AP Davis, MD, DO, DC
AP Davis was a medical doctor, a naturopathic doctor, as well as an osteopath. He was in A.T. Still’s first class at Kirksville. Davis published Osteopathy Illustrated in 1898, which was the same year he became D.D. Palmer’s second student.
A new book by Timothy Faulkner includes first person accounts about AP Davis from OG Smith’s journal. Smith was another of D.D. Palmer’s early students. Davis even invited Smith to work for him at one point.
Other works on Davis include Zarbuck’s classic Chiropractic Parallax series (Part 1 & Part 2). Zarbuck differentiated several of Davis’ theories about subluxation. Davis broke from D.D. Palmer’s theories and proposed that the neurological component of subluxation was secondary to the circulatory. He viewed the adjustment as a stimulus. It balanced positive and negative forces and neutralized the balance between acids and alkalis. D.D. Palmer strongly disagreed. Zarbuck pointed out that other early chiropractors, especially Howard, incorporated Davis’ theories.
He sought out D.D. Palmer in Portland, Oregon, in 1909 for chiropractic care. While he was there, he taught Neuropathy to several of D.D. Palmer’s students.

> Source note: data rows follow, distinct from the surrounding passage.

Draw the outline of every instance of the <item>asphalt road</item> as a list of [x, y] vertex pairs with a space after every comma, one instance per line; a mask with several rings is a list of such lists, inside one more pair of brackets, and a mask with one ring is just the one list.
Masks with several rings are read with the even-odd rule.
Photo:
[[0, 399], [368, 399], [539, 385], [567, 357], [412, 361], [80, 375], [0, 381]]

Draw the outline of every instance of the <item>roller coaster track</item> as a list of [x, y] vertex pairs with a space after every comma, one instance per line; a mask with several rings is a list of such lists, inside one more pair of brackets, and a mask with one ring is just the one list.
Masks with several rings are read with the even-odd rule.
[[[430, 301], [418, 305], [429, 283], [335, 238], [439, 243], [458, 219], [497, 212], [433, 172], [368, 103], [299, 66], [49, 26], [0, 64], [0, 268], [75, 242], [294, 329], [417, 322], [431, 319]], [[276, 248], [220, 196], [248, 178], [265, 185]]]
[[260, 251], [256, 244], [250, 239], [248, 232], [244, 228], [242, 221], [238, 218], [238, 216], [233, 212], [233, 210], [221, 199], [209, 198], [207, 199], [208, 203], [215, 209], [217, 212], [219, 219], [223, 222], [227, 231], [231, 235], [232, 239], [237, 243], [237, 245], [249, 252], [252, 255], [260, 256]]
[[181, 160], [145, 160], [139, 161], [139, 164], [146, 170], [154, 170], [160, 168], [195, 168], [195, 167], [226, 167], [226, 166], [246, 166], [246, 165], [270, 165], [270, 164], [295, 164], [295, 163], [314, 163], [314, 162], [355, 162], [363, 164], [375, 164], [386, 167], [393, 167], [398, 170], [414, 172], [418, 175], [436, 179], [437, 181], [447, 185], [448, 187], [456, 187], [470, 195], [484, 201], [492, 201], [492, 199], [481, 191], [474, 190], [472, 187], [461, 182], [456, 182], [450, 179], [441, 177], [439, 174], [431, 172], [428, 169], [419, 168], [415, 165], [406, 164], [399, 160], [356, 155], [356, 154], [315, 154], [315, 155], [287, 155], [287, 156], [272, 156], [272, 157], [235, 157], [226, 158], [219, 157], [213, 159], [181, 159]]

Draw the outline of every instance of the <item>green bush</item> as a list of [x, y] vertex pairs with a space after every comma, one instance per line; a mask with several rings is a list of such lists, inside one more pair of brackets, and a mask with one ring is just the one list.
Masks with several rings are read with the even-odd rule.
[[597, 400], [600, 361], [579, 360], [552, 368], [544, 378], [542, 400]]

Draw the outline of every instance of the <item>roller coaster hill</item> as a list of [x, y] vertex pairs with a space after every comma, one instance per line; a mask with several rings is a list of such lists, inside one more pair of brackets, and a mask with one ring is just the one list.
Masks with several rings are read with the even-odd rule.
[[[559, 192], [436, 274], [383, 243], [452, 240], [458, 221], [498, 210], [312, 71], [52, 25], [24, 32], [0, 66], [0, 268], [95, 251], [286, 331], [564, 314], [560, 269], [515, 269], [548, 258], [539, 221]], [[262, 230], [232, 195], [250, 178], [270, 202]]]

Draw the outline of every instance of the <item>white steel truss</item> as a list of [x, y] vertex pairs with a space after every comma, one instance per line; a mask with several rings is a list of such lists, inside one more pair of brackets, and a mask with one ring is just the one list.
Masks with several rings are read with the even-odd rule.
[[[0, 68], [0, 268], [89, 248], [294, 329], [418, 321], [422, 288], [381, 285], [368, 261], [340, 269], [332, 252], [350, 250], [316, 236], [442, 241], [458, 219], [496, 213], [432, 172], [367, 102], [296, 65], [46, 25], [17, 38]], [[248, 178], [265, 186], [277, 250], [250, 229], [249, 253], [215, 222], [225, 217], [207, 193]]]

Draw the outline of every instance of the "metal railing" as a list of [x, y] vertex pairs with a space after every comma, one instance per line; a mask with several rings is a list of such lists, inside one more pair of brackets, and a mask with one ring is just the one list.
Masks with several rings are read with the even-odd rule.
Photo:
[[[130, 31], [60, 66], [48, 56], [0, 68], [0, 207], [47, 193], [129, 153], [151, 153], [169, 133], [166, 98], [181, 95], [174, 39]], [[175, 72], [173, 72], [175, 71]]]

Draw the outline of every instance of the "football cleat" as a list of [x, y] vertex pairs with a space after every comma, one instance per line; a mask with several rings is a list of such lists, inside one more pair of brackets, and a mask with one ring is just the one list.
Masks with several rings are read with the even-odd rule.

In 1915 he wrote down some of his philosophy:
Philosophy of Manipulation
Heat expands and cold contracts all substances affected by them. Muscles are subject to the same law. Cold applied to the surface of the body causes contraction of the skin. The contraction of the skin influences deeper structure in which nerves are located; these contractures influence deeper nerve endings, the influence involves still deeper structure, until, in many instances, may not only involve a whole muscle, but extend to other adjacent muscles, and these others, until, perhaps, the entire body is affected. The contracture of the muscular fiber squeezes the small blood-vessels and the nerves which pass through them, thereby interfering with their function.
If the blood is impeded in its flow through the capillaries, nourishment of tissue fails to take place, emaciation ensues, the venous blood fails to be returned to the heart and lungs to be purified; if the pressure is upon the nerve filaments they fail to perform their functions, so there may be inharmony produced by either condition resulting from contracture of muscular fibers. Disease may ensue immediately, or some time may elapse before any manifestation of disease is expressed, and in rare instances, the conditions may right themselves, and no disease follow, for the pressure may not continue long enough to produce abnormality in the parts.
These contractures may take place in any muscle or organ in the body, and results may be acute or chronic, according to the degree of pressure upon the blood-carrying vessels, or the nerves involved therein.
The greater amount of trouble is usually caused by the failure of the venous blood – return circulation – due to undue pressure upon the small veinlets which gather up all of the capillary blood not used, as well as the waste materials, due to used up tissue in the neighborhood of the capillaries, where the arterial blood distributes its nutrient products, and the unused elements are ushered on through the capillaries into the veins, which finally find their way back to the heart, thence into the lungs to be carried through a process of exchange of commodities, and be transformed into life-giving, rejuvenating elements to build up other tissue.
The manipulations instituted by the author of this treatise will be found adequate, if applied according to directions, the operator having a fair understanding of the anatomical structure and functions of the several organs, the muscular system, and a little experience in the modus operandi of applying them to the uses intended.
The proper application of the manipulations has much to do in results. If awkwardly applied, they cause resistance from the patient, and sometimes are productive of harm, rather than the good intended.
Due consideration should be given to the function of the muscles involved – whether they be flexors or extensors – for they all have but ONE function, and that function is to contract; whether the limbs are to be extended or flexed, due regard should be had to the object desired, or the effect the movement would have upon the muscular fibers, or the vessels to be affected by the movements of the muscles or muscle, and the force to be employed to accomplish the purpose intended. Much discretion should be used by the manipulator in the application of the science of Neuropathy, the conditions governing each case must be taken into consideration, embracing the whole field, whether in the treatment of acute or chronic diseases, the condition of each, the character of the disease to be treated, age, habits, circumstances, etc.
The object of all manipulations should be to change the diseased conditions to that state denominated harmony, ease, health, freedom, normal relationship throughout the entire body. In other words TO TAKE OFF THE PRESSURE.
It will be readily understood that when the venous blood is arrested anywhere along the line from its connection with the arterial blood in the capillaries, some unnatural condition will ensue, especially if the interruption or cessation of the flow continues for a few hours – even moments – in some parts of the body. The blood in the veins accumulates, the expansion implicates nerve-rootlets, this interferes with their function, thus increasing the difficulty, because the nervous system becomes involved. The amount of accumulation measures the degree of disturbance in the surrounding tissue. In freeing the impeded venous blood, the nerves are also freed from pressure, and the conditions changed from an abnormal to a normal state.